Use Python web quality data collection to Excel

As we all know, there are third-party Python modules, as long as the skillful application of these modules to complete a variety of tasks, requires the presence of a target site before beginning to collect data, and then use the Python script quality data acquisition. Web mass required to detect use Python pycurl module, which gets the status code of the HTTP request, the DNS resolution time, time to establish a connection, the total time of end of transmission, packet size parameter download, HTTP header size, average download speed. From these parameters can understand how web service quality, and optimize operations. The acquired data is written to the Excel spreadsheet used here is the xlsxwrite Python module, realize the idea is to save the acquired data to a file inside, and then to create an Excel table, the data is written into the table and then draw charts, and so on, data in the file will be added, after creating the Excel table will be completely covered, of course, create an Excel spreadsheet module will be a lot, it will not elaborate.

Python script before writing preparation:

  • Download pycurl module, simply double-click to install.
  • xlsxwriter command to install using pip, to note here the environment variable is configured.

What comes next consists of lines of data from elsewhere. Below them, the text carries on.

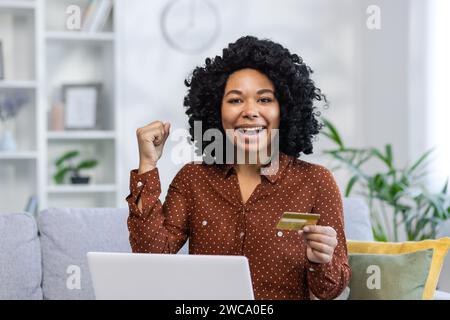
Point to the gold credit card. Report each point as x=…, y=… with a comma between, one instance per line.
x=296, y=220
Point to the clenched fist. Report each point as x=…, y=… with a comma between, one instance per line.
x=151, y=139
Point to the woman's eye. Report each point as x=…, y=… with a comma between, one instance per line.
x=266, y=100
x=234, y=101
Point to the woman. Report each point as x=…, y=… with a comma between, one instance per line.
x=255, y=87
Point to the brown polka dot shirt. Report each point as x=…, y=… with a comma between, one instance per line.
x=204, y=204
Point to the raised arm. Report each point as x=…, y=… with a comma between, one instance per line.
x=155, y=227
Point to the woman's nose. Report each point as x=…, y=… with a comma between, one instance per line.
x=250, y=110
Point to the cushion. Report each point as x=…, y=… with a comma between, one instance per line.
x=66, y=236
x=20, y=257
x=370, y=249
x=383, y=276
x=443, y=230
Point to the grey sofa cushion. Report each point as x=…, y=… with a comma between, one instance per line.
x=66, y=236
x=20, y=257
x=357, y=220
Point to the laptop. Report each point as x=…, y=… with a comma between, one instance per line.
x=147, y=276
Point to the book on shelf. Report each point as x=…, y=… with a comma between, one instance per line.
x=96, y=15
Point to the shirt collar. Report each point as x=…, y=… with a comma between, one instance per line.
x=272, y=175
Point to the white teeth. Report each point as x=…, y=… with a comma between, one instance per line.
x=250, y=130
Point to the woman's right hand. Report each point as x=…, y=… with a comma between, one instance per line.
x=151, y=139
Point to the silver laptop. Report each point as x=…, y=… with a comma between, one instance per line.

1, due to the pycurl is downloaded directly installed, do not write here, it is relatively simple.
2, mounting xlsxwriter module (may need to connect with Internet)
Use Python web quality data collection to Excel

3, the script data collection are as follows:

# _._ coding:utf-8 _._
import os,sys
import pycurl
import xlsxwriter

URL="www.baidu.com"            #探测目标的url,需要探测哪个目标,这里改哪个即可
c = pycurl.Curl()                     #创建一个curl对象
c.setopt(pycurl.URL, URL)             #定义请求的url常量
c.setopt(pycurl.CONNECTTIMEOUT, 10)  #定义请求连接的等待时间
c.setopt(pycurl.TIMEOUT, 10)          #定义请求超时时间 
c.setopt(pycurl.NOPROGRESS, 1)       #屏蔽下载进度条
c.setopt(pycurl.FORBID_REUSE, 1)      #完成交互后强制断开连接,不重用
c.setopt(pycurl.MAXREDIRS, 1)         #指定HTTP重定向的最大数为1
c.setopt(pycurl.DNS_CACHE_TIMEOUT, 30)
#创建一个文件对象,以’wb’方式打开,用来存储返回的http头部及页面内容
indexfile = open(os.path.dirname(os.path.realpath(__file__))+"/content.txt","wb")
c.setopt(pycurl.WRITEHEADER, indexfile)  #将返回的http头部定向到indexfile文件
c.setopt(pycurl.WRITEDATA, indexfile)    #将返回的html内容定向到indexfile文件
c.perform()

NAMELOOKUP_TIME = c.getinfo(c.NAMELOOKUP_TIME)  #获取DNS解析时间
CONNECT_TIME = c.getinfo(c.CONNECT_TIME)   #获取建立连接时间
TOTAL_TIME = c.getinfo(c.TOTAL_TIME)        #获取传输的总时间
HTTP_CODE = c.getinfo(c.HTTP_CODE)     #获取HTTP状态码
SIZE_DOWNLOAD = c.getinfo(c.SIZE_DOWNLOAD)   #获取下载数据包大小
HEADER_SIZE = c.getinfo(c.HEADER_SIZE)    #获取HTTP头部大小
SPEED_DOWNLOAD=c.getinfo(c.SPEED_DOWNLOAD)   #获取平均下载速度

print u"HTTP状态码: %s" %(HTTP_CODE)  #输出状态码
print u"DNS解析时间: %.2f ms" %(NAMELOOKUP_TIME*1000)  #输出DNS解析时间
print u"建立连接时间: %.2f ms" %(CONNECT_TIME*1000)  #输出建立连接时间
print u"传输结束总时间: %.2f ms" %(TOTAL_TIME*1000)   #输出传输结束总时间
print u"下载数据包大小: %d bytes/s" %(SIZE_DOWNLOAD)  #输出下载数据包大小
print u"HTTP头部大小: %d byte" %(HEADER_SIZE)   #输出HTTP头部大小
print u"平均下载速度: %d bytes/s" %(SPEED_DOWNLOAD)  #输出平均下载速度
indexfile.close()          #关闭文件
c.close()                #关闭curl对象

f = file('chart.txt','a')     #打开一个chart.txt文件,以追加的方式
f.write(str(HTTP_CODE)+','+str(NAMELOOKUP_TIME*1000)+','+str(CONNECT_TIME*1000)+','+str(TOTAL_TIME*1000)+','+str(SIZE_DOWNLOAD/1024)+','+str(HEADER_SIZE)+','+str(SPEED_DOWNLOAD/1024)+'\n')               #将上面输出的结果写入到chart.txt文件
f.close()                #关闭chart.txt文件

workbook = xlsxwriter.Workbook('chart.xlsx')   #创建一个chart.xlsx的excel文件      
worksheet = workbook.add_worksheet()      #创建一个工作表对象,默认为Sheet1
chart = workbook.add_chart({'type': 'column'})  #创建一个图表对象

title = [URL , u' HTTP状态码',u' DNS解析时间',u' 建立连接时间',u' 传输结束时间',u' 下载数据包大小',u' HTTP头部大小',u' 平均下载速度']   #定义数据表头列表

format=workbook.add_format()    #定义format格式对象
format.set_border(1)      #定义format对象单元格边框加粗(1像素)的格式

format_title=workbook.add_format()   #定义format_title格式对象
format_title.set_border(1)   #定义format_title对象单元格边框加粗(1像素)的格式
format_title.set_bg_color('#00FF00')  #定义format_title对象单元格背景颜色为’#cccccc’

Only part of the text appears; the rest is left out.